Wednesday, January 31, 2024

We Are Not Getting Our Money's Worth From The Military

From the Blaze: "US military is 'weak' according to damning new assessment." An excerpt:

    The Heritage Foundation released its annual assessment of U.S. military strength this week, and the results are damning. The "2024 Index of U.S. Military Strength" indicates the country's overall military posture "must be rated 'weak.'"

    "This is the inevitable result of years of prolonged deployments, underfunding, poorly defined priorities, wildly shifting security policies, exceedingly poor discipline in program execution, and a profound lack of seriousness across the national security establishment even as threats to U.S. interests have surged," said the assessment.

    The first and only other time the military has received a "weak" rating was last year.

    While this weakness has been years in the making, significant American strength has been sapped in the wake of Russia's invasion of Ukraine and Hamas' terror attacks on Israel.

    For its assessment, Heritage measured American military power in terms of its capacity for operations, its capability for modernity, and its readiness to handle assigned missions. Scrutineers also factored in the capabilities and behavior of America's adversaries; existing alliances; regional political stability; the condition of key infrastructure; and the presence of U.S. forces.

    Heritage rated the Air Force's capacity and capability "marginal," while noting its readiness was "very weak."

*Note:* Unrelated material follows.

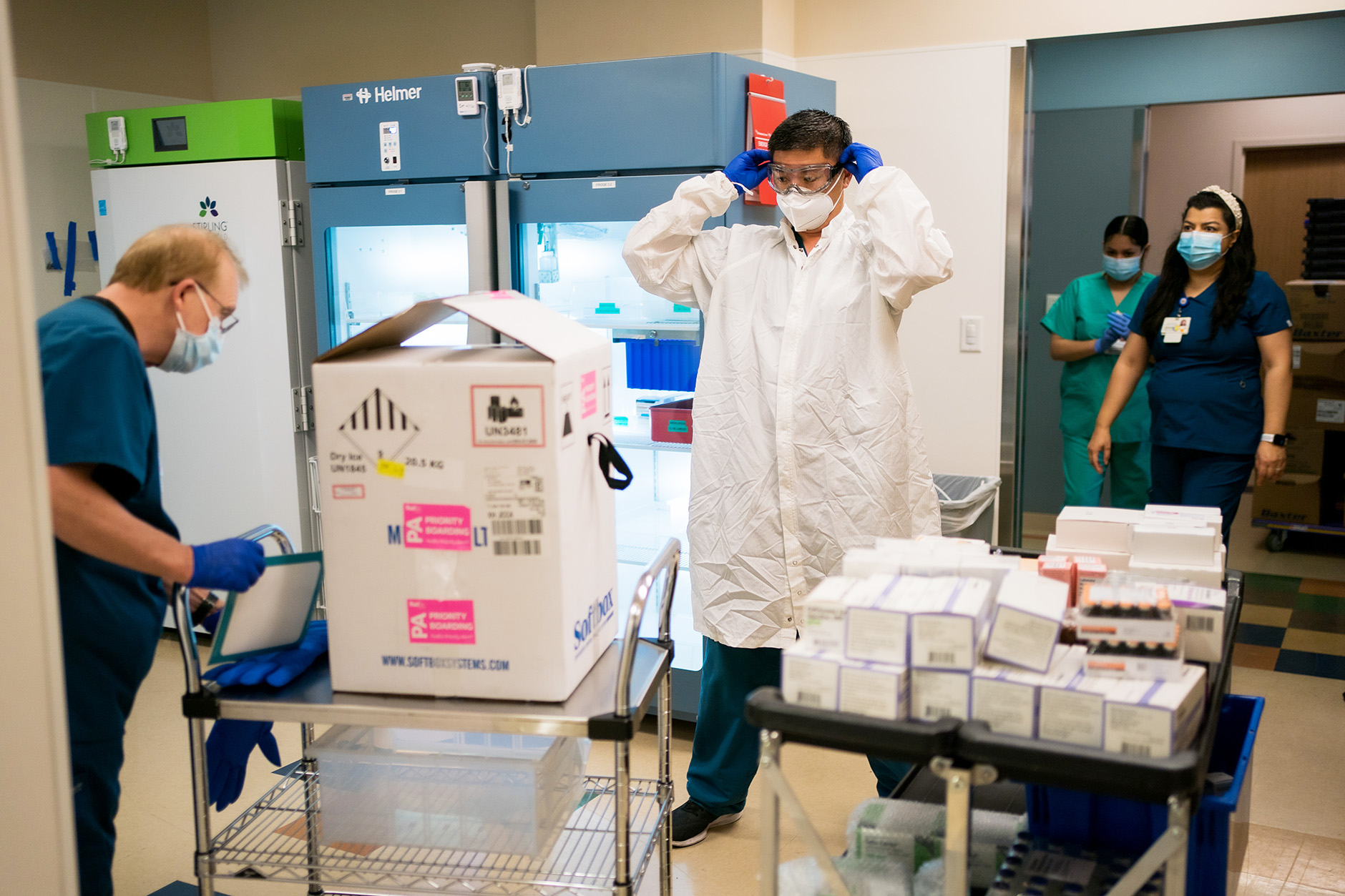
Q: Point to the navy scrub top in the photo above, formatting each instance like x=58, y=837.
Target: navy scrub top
x=100, y=410
x=1205, y=390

    To manage more than a single major conflict, the assessment suggested the Air Force would need 1,200 active-duty, combat-coded fighter aircraft. Presently, the branch reportedly only has 897 at the ready and 64% of what would otherwise be an optimal inventory of bombers.

    The Government Accountability Office published a "Weapon System Sustainment" report in late 2022 revealing that only a handful of Air Force aircraft associated with American air superiority "met their annual mission capable goal" in a majority of the years from 2011 through 2021.

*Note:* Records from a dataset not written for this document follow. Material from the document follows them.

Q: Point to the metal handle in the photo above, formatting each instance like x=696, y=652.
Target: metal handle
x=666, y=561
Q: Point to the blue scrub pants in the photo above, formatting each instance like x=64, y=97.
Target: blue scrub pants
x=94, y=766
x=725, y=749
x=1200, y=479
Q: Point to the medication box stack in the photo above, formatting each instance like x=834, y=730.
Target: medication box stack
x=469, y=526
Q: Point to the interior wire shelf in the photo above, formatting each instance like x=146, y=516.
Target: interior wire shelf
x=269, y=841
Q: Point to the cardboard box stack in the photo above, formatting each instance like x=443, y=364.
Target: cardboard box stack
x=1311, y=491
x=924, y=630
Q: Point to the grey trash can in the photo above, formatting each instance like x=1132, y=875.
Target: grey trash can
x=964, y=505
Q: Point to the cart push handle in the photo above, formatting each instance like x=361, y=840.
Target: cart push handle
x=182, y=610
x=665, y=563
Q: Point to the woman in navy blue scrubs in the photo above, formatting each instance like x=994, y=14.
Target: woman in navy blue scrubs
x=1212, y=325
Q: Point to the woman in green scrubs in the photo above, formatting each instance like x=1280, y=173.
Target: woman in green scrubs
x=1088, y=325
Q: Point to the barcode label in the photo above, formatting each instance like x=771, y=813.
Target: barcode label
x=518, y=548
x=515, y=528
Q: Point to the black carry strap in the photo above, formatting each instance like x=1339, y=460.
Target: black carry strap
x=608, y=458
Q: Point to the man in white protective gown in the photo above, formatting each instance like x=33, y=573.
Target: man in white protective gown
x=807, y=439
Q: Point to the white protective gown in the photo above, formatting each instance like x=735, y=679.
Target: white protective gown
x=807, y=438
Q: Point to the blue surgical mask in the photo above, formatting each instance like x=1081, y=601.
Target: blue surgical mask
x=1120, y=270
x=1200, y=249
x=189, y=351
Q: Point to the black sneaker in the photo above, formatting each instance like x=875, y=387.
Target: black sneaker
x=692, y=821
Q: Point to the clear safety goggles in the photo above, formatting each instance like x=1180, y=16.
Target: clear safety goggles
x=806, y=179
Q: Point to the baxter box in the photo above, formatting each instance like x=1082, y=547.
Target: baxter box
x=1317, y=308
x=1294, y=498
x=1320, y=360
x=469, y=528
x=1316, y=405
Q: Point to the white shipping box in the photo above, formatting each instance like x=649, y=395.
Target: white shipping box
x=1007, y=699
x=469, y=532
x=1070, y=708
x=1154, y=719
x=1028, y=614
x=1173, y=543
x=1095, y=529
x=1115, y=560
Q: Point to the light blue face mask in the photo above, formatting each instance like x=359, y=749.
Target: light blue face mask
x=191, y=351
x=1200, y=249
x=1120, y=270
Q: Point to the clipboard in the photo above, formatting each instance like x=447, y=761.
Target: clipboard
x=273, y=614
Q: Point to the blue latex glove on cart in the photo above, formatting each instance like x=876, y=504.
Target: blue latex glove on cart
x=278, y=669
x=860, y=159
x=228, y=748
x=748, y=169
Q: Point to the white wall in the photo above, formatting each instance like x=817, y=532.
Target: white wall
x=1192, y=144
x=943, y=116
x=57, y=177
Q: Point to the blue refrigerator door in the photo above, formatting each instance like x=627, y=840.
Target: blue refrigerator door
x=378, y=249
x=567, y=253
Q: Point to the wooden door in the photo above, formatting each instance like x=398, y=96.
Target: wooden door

    In addition to a questionable fleet, the assessment indicated there is a shortage of pilots.

    "There is not a fighter squadron in the Air Force that holds the readiness levels, competence, and confidence levels required to square off against a peer competitor, and readiness continues to spiral downward," said the report.

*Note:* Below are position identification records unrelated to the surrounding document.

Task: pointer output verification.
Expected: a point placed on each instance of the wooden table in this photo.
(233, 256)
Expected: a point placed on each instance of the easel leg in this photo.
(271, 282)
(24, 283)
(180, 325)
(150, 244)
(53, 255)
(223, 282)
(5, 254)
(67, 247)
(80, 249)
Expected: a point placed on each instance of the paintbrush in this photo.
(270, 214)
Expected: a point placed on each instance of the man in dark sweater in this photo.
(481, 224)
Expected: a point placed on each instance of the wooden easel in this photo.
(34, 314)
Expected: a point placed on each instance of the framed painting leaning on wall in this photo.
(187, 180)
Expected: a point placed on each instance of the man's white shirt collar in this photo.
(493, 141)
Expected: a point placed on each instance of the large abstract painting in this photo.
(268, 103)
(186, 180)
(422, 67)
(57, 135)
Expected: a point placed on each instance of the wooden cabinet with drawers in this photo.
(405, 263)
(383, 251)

    The Army alternatively had a readiness rating of "very strong" but was rated "weak" on capacity and "marginal" on capability. It is supposedly aging faster than it can modernize and continuing to struggle with recruitment.

    The Navy was rated "very weak" on capacity, "marginal" on capability," and "weak" on readiness. It reportedly needs a battle force of 400 manned ships to satisfy expectations, but in actuality only floats a battle force fleet of 297 ships. Making matters worse, its former technological edge has been blunted both by age and by advances made by competitors such as China and Russia.

    Space Force received a "marginal" rating across the board.

    America's nuclear capability, treated separately, received an overall "marginal" rating.

    While the Marine Corps received an overall rating of "strong," Heritage indicated it remains a "one-war force" on account of its capacity, adding that its strength would not be enough the compensate for the other branches.

I'm beginning to wonder why we even have a military. The primary purpose of any military is to protect against invasion and yet we are currently facing the greatest invasion in the history of the world across our southern border and the military brass are either silent or cheering it on in the name of diversity.

4 comments:

  1. The military is a laboratory for social experiments. And, for military contractors, DIE is their top priority.

    ReplyDelete
    Replies
    1. That seems to tie in with the statement in the article of "a profound lack of seriousness across the national security establishment..." Sigh.

      Delete
  2. Armies are for having and spending money on, not for fighting.

    ReplyDelete
    Replies
    1. That seems to be the attitude in the DoD and Washington.